Albuquerque’s Transit Department could see a big boost in funding with millions going toward ART before it’s even expected to start rolling.

Mayor Tim Keller’s proposed budget allocates $2.4 million in operating costs for ART in Fiscal Year 2020. Approximately $500,000 of that is for maintenance and increased fuel costs for the new buses, according to Transit Director Bernie Toon.

“The operations and maintenance costs are a little higher on clean diesel buses, non-electric buses,” he said.

Additionally, more noticeable changes could come along the ART route with another $900,000 proposed as a separate, one-time cost to put windscreens on the stations and for more signage for drivers and ART passengers.

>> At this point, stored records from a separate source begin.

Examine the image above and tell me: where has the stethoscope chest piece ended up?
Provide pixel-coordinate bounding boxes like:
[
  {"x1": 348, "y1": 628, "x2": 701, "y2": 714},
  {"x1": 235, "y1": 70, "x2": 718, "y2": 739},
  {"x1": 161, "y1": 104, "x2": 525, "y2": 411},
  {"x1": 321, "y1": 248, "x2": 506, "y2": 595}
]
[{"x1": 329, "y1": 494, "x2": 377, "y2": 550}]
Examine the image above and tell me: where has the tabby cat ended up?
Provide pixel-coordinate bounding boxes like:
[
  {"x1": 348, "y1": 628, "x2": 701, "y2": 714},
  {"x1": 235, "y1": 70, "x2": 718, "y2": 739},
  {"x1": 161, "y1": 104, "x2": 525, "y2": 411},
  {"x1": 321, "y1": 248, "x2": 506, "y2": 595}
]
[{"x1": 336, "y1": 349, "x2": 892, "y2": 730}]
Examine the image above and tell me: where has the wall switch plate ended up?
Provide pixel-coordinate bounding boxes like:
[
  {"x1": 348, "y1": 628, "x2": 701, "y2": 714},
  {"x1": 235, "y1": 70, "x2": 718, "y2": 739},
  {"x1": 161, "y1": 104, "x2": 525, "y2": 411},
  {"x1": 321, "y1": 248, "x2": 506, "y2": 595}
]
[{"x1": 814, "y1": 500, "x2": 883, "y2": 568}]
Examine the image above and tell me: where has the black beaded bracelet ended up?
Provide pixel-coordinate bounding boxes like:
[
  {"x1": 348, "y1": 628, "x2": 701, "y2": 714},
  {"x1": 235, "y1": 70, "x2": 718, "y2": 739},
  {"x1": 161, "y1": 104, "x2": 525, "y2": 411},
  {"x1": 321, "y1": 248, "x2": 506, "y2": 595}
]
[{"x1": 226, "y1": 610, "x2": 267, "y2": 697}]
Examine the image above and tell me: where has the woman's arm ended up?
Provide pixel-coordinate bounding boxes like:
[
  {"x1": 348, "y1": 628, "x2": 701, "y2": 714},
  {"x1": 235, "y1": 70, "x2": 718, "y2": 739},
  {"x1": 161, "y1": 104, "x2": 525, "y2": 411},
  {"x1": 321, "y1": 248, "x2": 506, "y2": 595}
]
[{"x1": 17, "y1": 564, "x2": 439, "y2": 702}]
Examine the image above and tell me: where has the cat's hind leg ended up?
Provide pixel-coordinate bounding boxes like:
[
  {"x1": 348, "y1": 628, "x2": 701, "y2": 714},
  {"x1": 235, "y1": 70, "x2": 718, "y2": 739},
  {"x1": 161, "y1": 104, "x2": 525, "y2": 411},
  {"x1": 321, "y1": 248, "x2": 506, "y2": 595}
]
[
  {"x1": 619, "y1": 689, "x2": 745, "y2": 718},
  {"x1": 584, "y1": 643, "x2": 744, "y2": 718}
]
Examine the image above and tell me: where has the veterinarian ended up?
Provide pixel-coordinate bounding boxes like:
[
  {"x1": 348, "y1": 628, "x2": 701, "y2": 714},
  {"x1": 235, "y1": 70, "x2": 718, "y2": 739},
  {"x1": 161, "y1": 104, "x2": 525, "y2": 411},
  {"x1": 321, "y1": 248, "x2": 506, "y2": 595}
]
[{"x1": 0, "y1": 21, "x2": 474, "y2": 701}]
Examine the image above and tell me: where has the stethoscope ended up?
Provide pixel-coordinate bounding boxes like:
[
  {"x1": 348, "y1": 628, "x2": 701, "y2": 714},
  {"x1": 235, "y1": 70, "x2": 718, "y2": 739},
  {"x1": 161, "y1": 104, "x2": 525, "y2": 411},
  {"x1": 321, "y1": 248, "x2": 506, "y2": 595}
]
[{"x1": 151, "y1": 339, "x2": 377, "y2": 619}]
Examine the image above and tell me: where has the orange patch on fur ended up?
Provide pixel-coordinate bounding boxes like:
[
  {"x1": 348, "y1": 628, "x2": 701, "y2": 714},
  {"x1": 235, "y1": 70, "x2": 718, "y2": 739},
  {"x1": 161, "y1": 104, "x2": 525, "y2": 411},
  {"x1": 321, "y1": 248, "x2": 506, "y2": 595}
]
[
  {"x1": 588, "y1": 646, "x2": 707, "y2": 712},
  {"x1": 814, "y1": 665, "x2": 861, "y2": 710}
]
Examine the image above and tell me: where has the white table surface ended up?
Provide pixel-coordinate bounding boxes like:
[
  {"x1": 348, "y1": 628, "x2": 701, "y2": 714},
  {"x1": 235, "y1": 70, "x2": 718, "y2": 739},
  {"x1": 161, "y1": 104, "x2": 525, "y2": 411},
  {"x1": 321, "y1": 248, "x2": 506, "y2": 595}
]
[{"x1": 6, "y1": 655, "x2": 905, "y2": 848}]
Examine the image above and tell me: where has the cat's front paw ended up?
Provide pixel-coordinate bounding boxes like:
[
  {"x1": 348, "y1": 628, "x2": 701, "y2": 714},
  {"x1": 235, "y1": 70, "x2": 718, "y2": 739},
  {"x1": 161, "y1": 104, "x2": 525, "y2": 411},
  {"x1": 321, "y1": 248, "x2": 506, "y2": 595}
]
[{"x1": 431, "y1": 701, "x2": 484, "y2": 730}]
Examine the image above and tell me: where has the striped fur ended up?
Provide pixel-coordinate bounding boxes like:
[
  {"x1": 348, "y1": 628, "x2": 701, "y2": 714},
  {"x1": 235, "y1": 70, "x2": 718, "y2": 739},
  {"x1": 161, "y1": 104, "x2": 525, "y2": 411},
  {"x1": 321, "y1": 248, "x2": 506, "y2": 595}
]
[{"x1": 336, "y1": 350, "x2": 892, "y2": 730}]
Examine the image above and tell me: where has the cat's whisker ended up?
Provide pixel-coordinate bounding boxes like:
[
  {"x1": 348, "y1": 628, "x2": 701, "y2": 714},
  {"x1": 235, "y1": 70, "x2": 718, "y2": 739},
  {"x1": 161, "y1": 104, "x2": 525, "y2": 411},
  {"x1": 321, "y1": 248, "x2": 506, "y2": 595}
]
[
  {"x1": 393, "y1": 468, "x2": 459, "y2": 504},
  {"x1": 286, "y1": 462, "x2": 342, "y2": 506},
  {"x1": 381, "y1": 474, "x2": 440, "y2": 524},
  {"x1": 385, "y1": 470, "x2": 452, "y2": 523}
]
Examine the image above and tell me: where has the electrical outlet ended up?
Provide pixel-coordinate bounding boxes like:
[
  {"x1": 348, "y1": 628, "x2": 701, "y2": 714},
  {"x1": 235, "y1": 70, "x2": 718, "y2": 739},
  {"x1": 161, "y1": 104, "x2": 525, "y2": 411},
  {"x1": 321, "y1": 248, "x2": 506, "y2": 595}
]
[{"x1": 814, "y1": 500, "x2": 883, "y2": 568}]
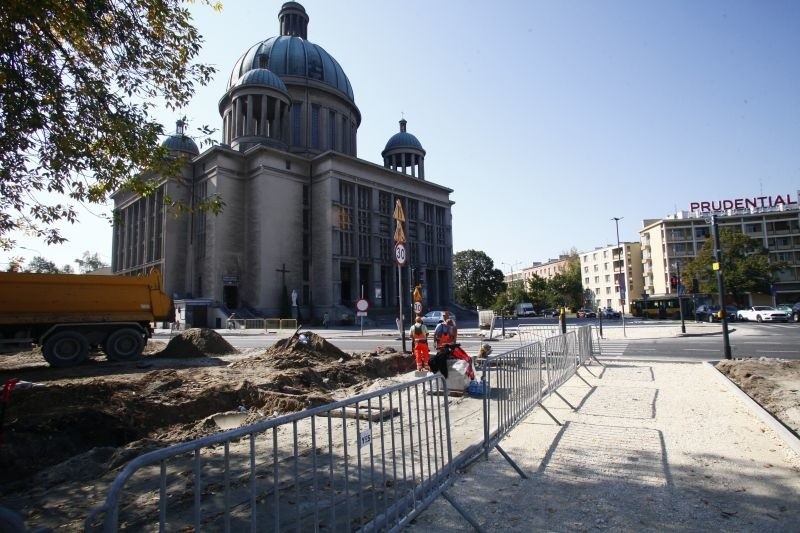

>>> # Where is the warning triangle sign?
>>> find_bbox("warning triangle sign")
[394,198,406,221]
[394,220,406,242]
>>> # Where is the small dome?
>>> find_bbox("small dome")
[161,120,200,155]
[231,68,289,93]
[383,119,425,153]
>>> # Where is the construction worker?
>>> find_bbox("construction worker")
[433,318,456,350]
[409,316,431,372]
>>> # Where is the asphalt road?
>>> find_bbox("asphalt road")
[164,319,800,361]
[603,322,800,361]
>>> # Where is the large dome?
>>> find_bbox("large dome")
[223,2,355,103]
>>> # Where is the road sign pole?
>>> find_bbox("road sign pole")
[397,265,406,353]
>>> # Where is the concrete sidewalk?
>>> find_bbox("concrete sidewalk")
[410,361,800,532]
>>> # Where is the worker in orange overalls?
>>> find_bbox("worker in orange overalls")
[433,318,456,350]
[409,316,431,371]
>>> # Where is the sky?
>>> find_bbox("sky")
[0,0,800,273]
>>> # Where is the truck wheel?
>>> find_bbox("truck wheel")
[42,331,89,367]
[104,328,144,361]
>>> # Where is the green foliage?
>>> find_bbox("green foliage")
[0,0,221,249]
[528,274,557,311]
[681,228,789,303]
[23,255,72,274]
[453,250,506,309]
[547,253,583,309]
[75,252,108,274]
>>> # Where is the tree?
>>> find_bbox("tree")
[75,251,108,274]
[681,228,790,303]
[528,274,556,312]
[24,255,61,274]
[547,250,583,309]
[453,250,506,308]
[0,0,221,249]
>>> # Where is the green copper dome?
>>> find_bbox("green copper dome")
[223,2,355,103]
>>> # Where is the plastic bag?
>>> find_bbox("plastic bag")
[451,359,468,376]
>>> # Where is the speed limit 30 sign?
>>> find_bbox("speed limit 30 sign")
[394,242,407,266]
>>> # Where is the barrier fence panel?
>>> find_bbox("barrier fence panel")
[544,331,577,395]
[85,326,592,532]
[481,343,544,454]
[85,375,482,532]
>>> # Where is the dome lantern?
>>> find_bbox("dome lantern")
[381,118,425,180]
[161,119,200,156]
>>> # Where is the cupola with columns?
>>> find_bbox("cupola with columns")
[381,119,425,180]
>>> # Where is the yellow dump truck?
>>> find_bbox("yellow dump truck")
[0,269,173,367]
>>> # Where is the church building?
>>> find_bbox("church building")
[112,2,453,327]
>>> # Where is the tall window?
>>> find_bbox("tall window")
[292,102,303,146]
[358,187,372,259]
[311,104,320,148]
[339,181,354,256]
[328,110,336,150]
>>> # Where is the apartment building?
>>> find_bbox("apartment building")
[579,242,643,312]
[639,194,800,305]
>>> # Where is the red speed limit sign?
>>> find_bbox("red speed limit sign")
[394,242,406,266]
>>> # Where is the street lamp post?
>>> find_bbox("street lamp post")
[611,217,627,337]
[711,215,731,359]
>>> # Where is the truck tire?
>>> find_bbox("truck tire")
[42,331,89,367]
[103,328,144,361]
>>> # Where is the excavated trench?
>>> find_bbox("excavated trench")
[0,329,414,494]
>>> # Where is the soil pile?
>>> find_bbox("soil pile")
[0,329,414,530]
[716,357,800,436]
[151,328,239,357]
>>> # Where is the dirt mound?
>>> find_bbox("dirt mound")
[231,331,351,369]
[716,357,800,436]
[0,329,414,504]
[150,328,238,357]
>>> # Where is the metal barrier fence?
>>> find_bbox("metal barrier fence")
[84,375,475,532]
[226,318,299,331]
[544,331,578,391]
[517,324,601,365]
[85,326,592,531]
[468,326,592,478]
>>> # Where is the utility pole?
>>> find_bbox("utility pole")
[675,261,686,333]
[611,217,627,337]
[711,215,731,359]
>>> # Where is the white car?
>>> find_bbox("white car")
[736,305,789,322]
[422,311,456,328]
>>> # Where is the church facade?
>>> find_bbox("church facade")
[112,2,453,327]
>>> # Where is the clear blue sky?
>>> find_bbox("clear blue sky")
[0,0,800,272]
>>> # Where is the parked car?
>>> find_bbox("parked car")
[737,305,789,322]
[600,307,622,319]
[694,305,720,322]
[514,302,536,318]
[422,311,456,328]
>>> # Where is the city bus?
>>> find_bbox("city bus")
[631,294,708,319]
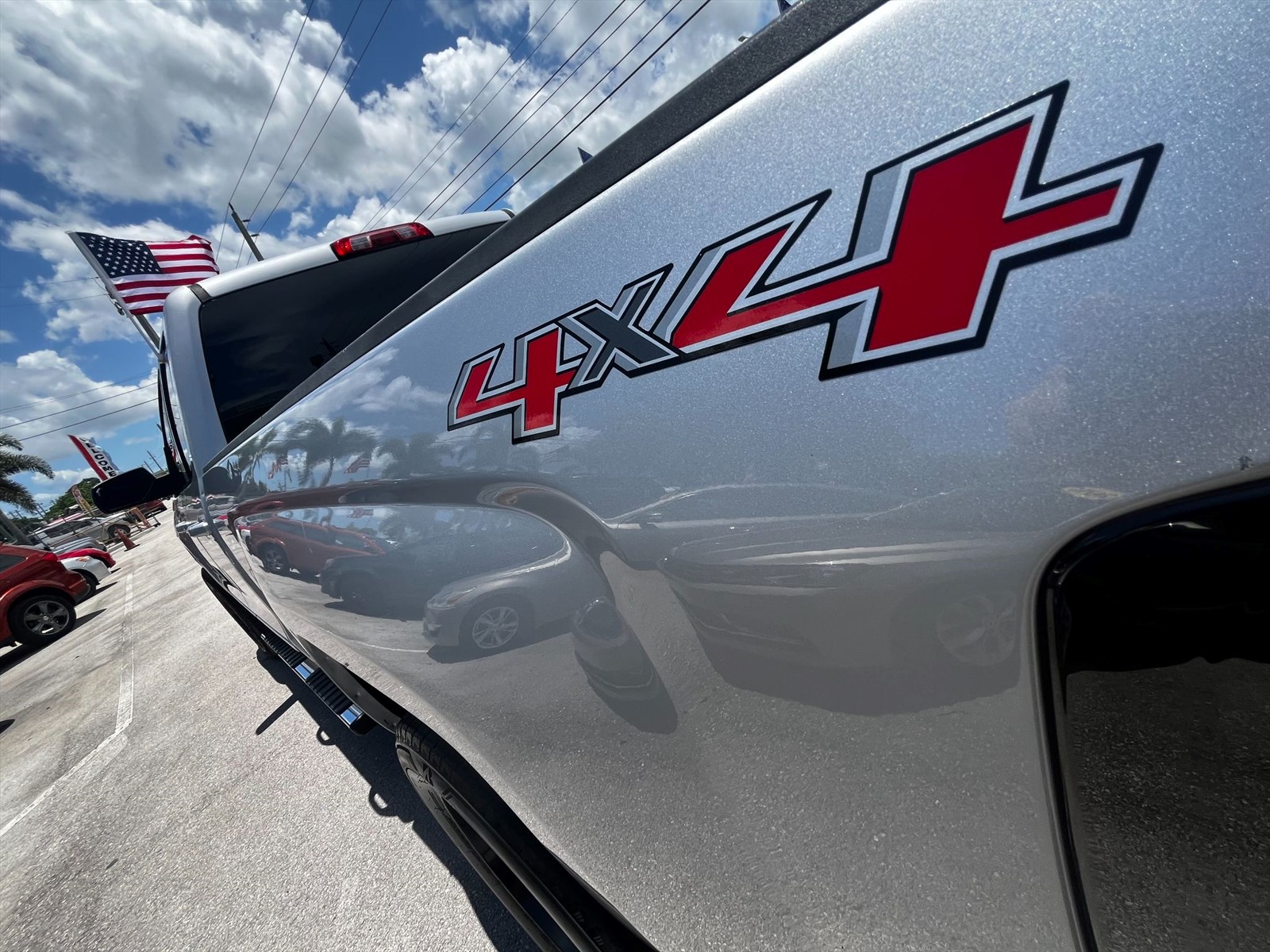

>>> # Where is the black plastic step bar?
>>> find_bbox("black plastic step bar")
[258,631,375,734]
[203,569,375,734]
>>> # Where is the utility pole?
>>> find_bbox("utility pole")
[229,202,264,262]
[0,509,36,546]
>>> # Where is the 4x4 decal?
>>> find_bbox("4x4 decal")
[448,83,1164,443]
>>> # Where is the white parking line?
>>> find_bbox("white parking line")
[0,573,135,836]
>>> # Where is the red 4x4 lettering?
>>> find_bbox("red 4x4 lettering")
[449,324,582,442]
[449,84,1162,442]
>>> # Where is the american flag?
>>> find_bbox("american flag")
[344,453,371,472]
[75,231,220,316]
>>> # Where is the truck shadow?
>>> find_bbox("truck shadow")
[256,652,537,952]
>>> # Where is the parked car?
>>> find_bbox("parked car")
[423,516,606,652]
[248,516,387,578]
[0,544,90,645]
[57,555,110,595]
[57,548,114,569]
[94,0,1270,952]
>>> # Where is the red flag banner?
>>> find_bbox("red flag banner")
[67,434,119,480]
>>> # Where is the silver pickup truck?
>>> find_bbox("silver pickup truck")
[94,0,1270,950]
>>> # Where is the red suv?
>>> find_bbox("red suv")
[0,544,89,645]
[246,516,387,578]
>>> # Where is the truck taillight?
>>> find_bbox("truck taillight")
[330,221,432,258]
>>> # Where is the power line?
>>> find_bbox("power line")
[214,0,314,256]
[358,0,556,231]
[0,290,110,307]
[239,0,366,229]
[0,370,150,413]
[5,386,148,427]
[426,0,646,218]
[0,274,97,290]
[259,0,392,231]
[485,0,710,211]
[365,0,578,231]
[14,397,159,443]
[414,2,643,221]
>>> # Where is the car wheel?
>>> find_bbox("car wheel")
[9,594,75,645]
[260,546,291,575]
[891,586,1021,673]
[460,595,533,652]
[396,717,652,952]
[339,573,383,614]
[933,592,1018,668]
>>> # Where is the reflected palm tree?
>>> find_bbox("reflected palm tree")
[237,427,278,492]
[286,417,375,486]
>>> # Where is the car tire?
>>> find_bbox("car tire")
[259,546,291,575]
[9,593,75,645]
[338,573,383,616]
[895,588,1022,671]
[459,595,533,655]
[396,717,652,952]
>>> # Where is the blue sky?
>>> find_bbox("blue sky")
[0,0,776,517]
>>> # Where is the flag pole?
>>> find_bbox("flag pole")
[229,202,264,262]
[66,231,160,354]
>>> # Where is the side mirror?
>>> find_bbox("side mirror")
[93,467,189,512]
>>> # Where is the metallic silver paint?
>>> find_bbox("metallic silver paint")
[190,2,1270,950]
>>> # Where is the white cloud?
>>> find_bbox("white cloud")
[0,351,157,468]
[0,0,772,246]
[354,376,449,413]
[30,466,97,493]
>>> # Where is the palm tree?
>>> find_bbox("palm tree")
[237,427,278,482]
[286,417,375,486]
[0,433,53,512]
[379,433,441,480]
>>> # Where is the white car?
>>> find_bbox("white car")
[59,556,110,595]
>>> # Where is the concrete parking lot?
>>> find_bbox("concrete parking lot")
[0,523,532,952]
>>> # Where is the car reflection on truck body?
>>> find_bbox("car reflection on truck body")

“Maps and sort of additional wayfinding on the stations,” Toon explained.

The ART funding is a chunk of the proposed $56 million transit budget. That’s a $4.5 million boost from last year, some of it for bus maintenance work.

“It’s been an area where we’ve been underfunded in the past,” Toon said.

Transit admits ridership is down and is expected to bring in just $4 million in fares, according to city documents.

“Everyone’s riding their bikes, walking or taking their personal vehicles,” Blake Meyer of Albuquerque said.

“Our fare box revenues, the money that we take in on the buses, varies from about 7 to 10 percent of the total cost of running the buses,” Toon added.

That’s an incredibly low number by industry standards. Fares cover around thirty percent of the costs for most mass transit systems around the country.

Toon said it’s a direct result of the city keeping fares down, and that they’ve been unchanged since 2003.

Transit said it will look at ways to make the bus system more efficient by doing a study of the routes.

ART could start running a little more than a year from now after the 20 customized diesel buses get to Albuquerque.